Beide Gemeinden erhalten 50.000 Euro aus dem Strategiefonds des Landes. Dafür haben sich die CDU-Landtagsabgeordneten Beate Schlupp und Egbert Liskow eingesetzt, wie Bernd Schubert, Vertreter des Parlamentarischen Staatssekretärs für Vorpommern, am Montag in Löcknitz sagte. Für Grambow verbleibe damit ein „Rest“ von 34.000 Euro, Krackow muss im kommenden Jahr 77.000 Euro dafür in den Haushalt einstellen.

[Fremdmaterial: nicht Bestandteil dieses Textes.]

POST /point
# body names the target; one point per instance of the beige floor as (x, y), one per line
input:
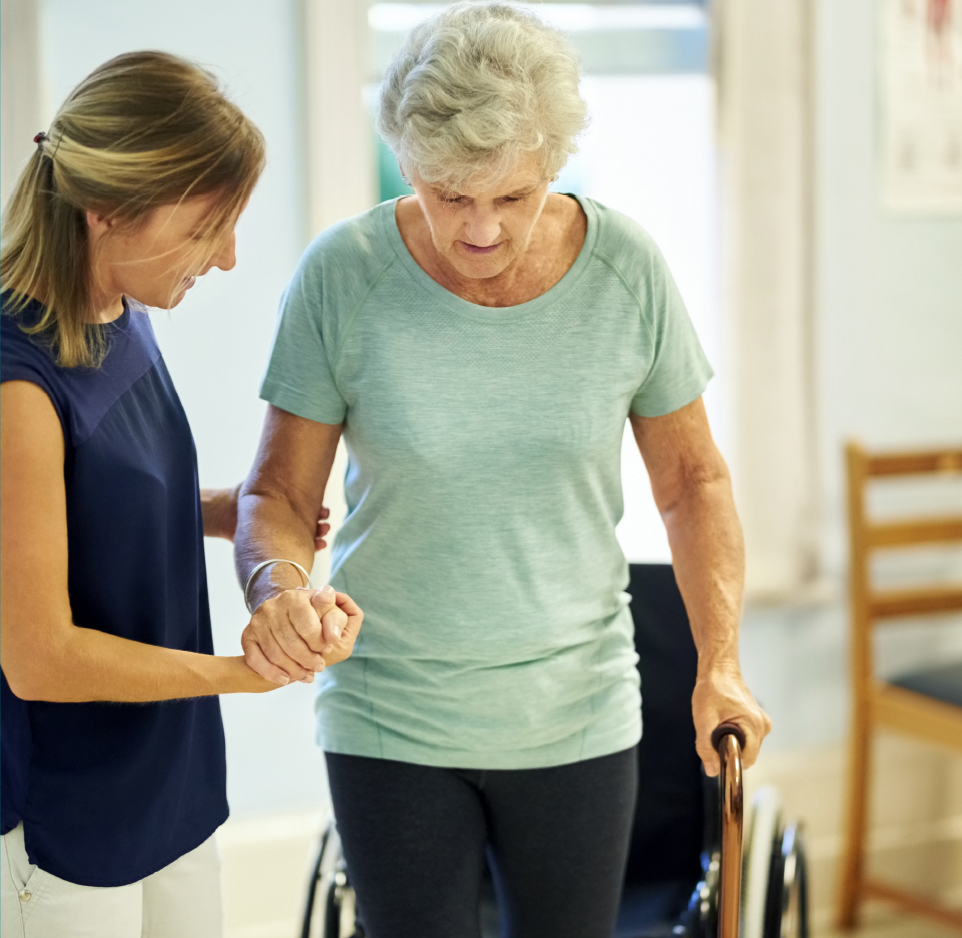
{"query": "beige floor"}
(882, 922)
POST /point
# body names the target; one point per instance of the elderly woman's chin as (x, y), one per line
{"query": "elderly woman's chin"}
(478, 265)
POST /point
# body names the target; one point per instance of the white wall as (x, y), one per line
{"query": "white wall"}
(216, 342)
(890, 291)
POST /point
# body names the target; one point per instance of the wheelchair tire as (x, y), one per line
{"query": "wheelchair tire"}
(763, 833)
(786, 907)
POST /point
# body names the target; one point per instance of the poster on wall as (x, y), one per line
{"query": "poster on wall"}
(921, 97)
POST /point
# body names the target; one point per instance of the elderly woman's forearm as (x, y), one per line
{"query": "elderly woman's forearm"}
(709, 559)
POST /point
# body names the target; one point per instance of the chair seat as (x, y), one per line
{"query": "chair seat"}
(652, 910)
(942, 683)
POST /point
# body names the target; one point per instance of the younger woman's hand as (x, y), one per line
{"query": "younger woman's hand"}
(299, 632)
(289, 633)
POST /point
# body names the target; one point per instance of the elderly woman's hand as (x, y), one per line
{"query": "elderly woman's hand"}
(721, 696)
(298, 632)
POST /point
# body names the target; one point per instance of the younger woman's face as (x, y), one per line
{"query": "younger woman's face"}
(159, 260)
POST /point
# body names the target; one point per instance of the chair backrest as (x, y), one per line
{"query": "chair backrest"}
(669, 827)
(870, 605)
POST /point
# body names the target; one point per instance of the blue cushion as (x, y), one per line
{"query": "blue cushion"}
(943, 683)
(653, 910)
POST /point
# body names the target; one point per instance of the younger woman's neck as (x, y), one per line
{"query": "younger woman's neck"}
(105, 307)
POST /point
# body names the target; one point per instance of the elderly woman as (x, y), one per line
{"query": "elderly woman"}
(479, 346)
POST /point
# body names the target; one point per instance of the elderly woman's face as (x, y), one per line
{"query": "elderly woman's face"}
(483, 228)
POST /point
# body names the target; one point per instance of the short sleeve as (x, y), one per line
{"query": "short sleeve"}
(679, 371)
(300, 375)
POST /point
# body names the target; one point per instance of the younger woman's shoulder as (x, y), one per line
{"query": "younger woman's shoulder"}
(19, 349)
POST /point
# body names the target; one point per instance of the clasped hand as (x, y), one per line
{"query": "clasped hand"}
(298, 632)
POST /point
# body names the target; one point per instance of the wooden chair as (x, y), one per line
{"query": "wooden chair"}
(925, 704)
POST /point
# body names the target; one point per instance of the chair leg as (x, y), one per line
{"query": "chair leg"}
(853, 850)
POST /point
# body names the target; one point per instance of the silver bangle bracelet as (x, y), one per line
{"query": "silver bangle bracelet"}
(267, 563)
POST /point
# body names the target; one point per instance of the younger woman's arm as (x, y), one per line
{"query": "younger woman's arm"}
(43, 654)
(219, 510)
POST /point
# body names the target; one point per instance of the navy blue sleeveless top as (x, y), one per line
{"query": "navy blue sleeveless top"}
(110, 792)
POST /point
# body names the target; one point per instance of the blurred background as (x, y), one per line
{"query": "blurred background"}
(794, 164)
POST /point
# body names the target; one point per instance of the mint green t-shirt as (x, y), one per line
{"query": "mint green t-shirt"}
(483, 489)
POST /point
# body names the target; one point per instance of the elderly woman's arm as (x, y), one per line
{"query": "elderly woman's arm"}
(692, 490)
(277, 512)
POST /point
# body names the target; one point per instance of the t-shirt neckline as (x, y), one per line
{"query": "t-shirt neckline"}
(488, 313)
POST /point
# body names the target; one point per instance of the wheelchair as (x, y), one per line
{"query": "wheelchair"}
(688, 874)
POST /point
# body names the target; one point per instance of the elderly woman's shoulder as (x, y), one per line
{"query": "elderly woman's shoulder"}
(621, 240)
(357, 243)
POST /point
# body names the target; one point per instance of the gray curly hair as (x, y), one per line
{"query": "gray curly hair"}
(475, 88)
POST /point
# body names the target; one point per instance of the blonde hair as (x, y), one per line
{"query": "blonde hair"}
(476, 87)
(145, 129)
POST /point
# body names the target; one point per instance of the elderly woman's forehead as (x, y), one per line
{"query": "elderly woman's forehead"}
(528, 175)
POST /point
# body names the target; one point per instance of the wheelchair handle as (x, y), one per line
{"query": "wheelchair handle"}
(724, 729)
(729, 740)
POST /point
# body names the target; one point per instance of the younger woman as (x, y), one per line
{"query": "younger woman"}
(108, 810)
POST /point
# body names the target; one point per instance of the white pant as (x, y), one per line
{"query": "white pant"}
(180, 901)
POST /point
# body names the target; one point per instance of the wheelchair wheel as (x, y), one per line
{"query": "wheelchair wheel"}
(786, 908)
(763, 832)
(331, 909)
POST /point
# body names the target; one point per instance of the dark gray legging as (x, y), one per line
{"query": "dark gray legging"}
(414, 838)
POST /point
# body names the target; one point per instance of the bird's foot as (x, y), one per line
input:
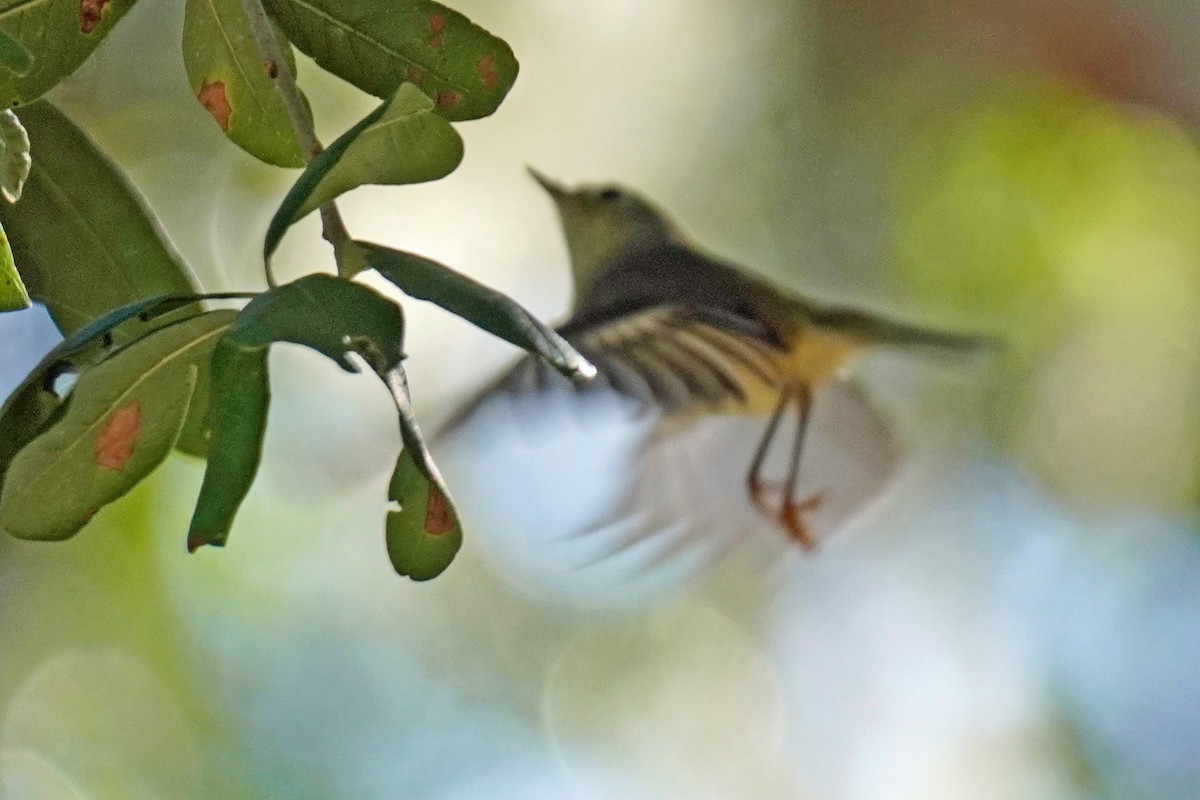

Bei positiven Votum Baubeginn im Herbst 2019

„Ohne diese Mittel aus dem Strategiefonds hätten die Gemeinden aus dem Projekt aussteigen müssen. Es hätte dann womöglich ganz vor dem Aus gestanden. Und wir hätten unsere brandenburgischen und polnischen Partner vor den Kopf gestoßen“, erklärte Schubert. Das Vorhaben sei fristgemäß bei der Pomerania eingereicht worden, die den Radweg auf dem ehemaligen Bahndamm zwischen Casekow und Stettin zu 85 Prozent über das Programm Interreg Va fördern soll. Die Pomerania entscheidet Anfang Dezember, ob das Projekt berücksichtigt wird.

Sollte das Votum positiv ausfallen, könnte im Herbst 2019 Baubeginn sein, sagte Karsten Stahl, Bauamtsleiter im Amt Löcknitz-Penkun. Auf polnischer Seite könnte es womöglich noch schneller gehen.

Ziel sind viele gemeinsame Veranstaltungen

„Das ist ein gutes Projekt, auch, weil alle es wollen. Deshalb haben wir uns dafür eingesetzt. Mit der Bewilligung ging es dann recht schnell. Nun hoffen wir, dass es auch mit der Umsetzung klappt“, sagte Beate Schlupp. Für Krackows Bürgermeister Gerd Sauder ist das Projekt nicht nur ein Radweg von A nach B, sondern auch eine Plattform, von der andere Aktivitäten ausgehen sollen. Denkbar seien etwa gemeinsame kulturelle und sportliche Veranstaltungen.

Die Kleinbahntrasse CPO, die 1899 in Betrieb genommen und bis zum Ende des Zweiten Weltkrieges genutzt wurde, ist 42,4 Kilometer lang, sieben Kilometer verlaufen auf polnischer Seite. Für den Radweg werden insgesamt 3,8 Millionen Euro veranschlagt.